Saying that local Recreation Department officials unfairly discriminate against girls' athletics, the American Civil Liberties Union today filed a lawsuit seeking an immediate court order that will give the girls' softball league equal access to playing fields before the new season gets underway.
The case, Ashley Bellum et. al v. City of Grants Pass, is being brought on behalf of a group of girls who compete in the Amateur Softball Association's Grants Pass Blaze softball league.
"The ACLU is attempting to establish a new precedent by holding a municipality responsible for gender inequities in the athletic programs it sponsors," said James Dole, an ACLU cooperating attorney from Grants Pass. "Prior to this, challenges to gender inequity in sports were primarily seen in the context of high schools and colleges."
At issue is the city's failure to give the girls' softball team equal access to quality facilities at the All Sports Park in Grants Pass. The complex's six diamonds are the primary venue for practices and games of the community's four youth baseball and softball programs. The city has dedicated the two playing fields of the highest quality to the exclusive use of the two boys' baseball leagues.
This practice, the ACLU lawsuit charges, violates the Fourteenth Amendment, Oregon's constitutional guarantee that the government will not discriminate on the basis of gender, and Oregon law providing for equal access in public accommodations.
"Numerous academic studies show that girls who participate in sports have higher levels of self esteem and confidence and are less likely to experience depression than girls who do not play sports," said Rocio Corboba, staff attorney with the ACLU of Southern California who is co-counsel on the case and who brought a similar case in 1999 titled, Baca v. City of Los Angeles. "When placed against the backdrop of these studies the issues raised in these lawsuits represent a novel trend in the development of gender discrimination litigation which address the unequal allocation of publicly funded sports programs and facilities."
The discriminatory policy has negatively affected the girls and their families in a variety of ways, according to the ACLU complaint. For instance, while the boys' teams enjoy exclusive access to well-maintained fields, the girls of the Blaze league have been forced to share the remaining four diamonds with all the teams in the city's Little League, the local high school's varsity and junior varsity softball teams, and various community adult softball leagues.
Since practice and game times constantly change in order to accommodate the schedules of all the other leagues, teams in the Blaze league are forced to practice on weekdays late into the evening, often cutting into time set aside for home work. Games are usually scheduled on Sunday mornings, forcing spectators and players to decide between attending church services and going to the game.
"The facilities the girls have been forced to play on don't have covered bleachers, batting cages or even proper dugouts," said Lenora Lapidus, Director of the ACLU's Women's Rights Project and co-counsel on the case. "How do we expect our daughters to grow up with a strong sense of identity when the community treats them like second-class citizens?"

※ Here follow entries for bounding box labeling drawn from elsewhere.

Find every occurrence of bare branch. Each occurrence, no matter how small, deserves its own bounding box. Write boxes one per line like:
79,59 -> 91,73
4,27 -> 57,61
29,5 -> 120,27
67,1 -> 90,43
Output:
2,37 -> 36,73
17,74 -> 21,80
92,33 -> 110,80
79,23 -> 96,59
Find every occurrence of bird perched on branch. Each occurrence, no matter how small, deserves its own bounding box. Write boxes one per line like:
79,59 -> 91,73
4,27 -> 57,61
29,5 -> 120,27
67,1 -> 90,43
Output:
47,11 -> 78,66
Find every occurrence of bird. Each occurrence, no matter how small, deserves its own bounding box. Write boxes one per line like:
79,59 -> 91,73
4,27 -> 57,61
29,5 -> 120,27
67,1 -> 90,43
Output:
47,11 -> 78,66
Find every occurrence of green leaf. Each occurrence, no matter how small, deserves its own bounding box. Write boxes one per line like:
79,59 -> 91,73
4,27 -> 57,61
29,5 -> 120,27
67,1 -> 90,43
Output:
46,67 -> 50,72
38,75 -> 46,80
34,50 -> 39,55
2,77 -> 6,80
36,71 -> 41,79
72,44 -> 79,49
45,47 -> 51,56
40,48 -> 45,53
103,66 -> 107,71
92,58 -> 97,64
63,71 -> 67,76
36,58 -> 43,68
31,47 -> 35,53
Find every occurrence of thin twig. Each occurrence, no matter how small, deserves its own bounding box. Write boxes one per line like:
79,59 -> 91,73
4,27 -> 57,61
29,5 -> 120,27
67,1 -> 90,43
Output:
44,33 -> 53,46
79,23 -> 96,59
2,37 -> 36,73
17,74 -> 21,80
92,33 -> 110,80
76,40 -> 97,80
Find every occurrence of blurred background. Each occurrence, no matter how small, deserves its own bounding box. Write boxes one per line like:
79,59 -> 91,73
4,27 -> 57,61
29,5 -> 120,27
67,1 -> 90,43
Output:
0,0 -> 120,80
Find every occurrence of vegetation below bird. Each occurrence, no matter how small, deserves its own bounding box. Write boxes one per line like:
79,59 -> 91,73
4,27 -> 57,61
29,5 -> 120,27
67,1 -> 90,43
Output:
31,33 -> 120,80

The ACLU complaint seeks an immediate court ruling in the matter to prevent the city of Grants Pass from implementing a discriminatory field schedule for the girls' Spring/ Summer 2002 softball season, which started this week. The lawsuit further asks the court to order the city to provide the Blaze league with a dedicated 'home' field of comparable quality to the dedicated fields provided to the boys' baseball leagues.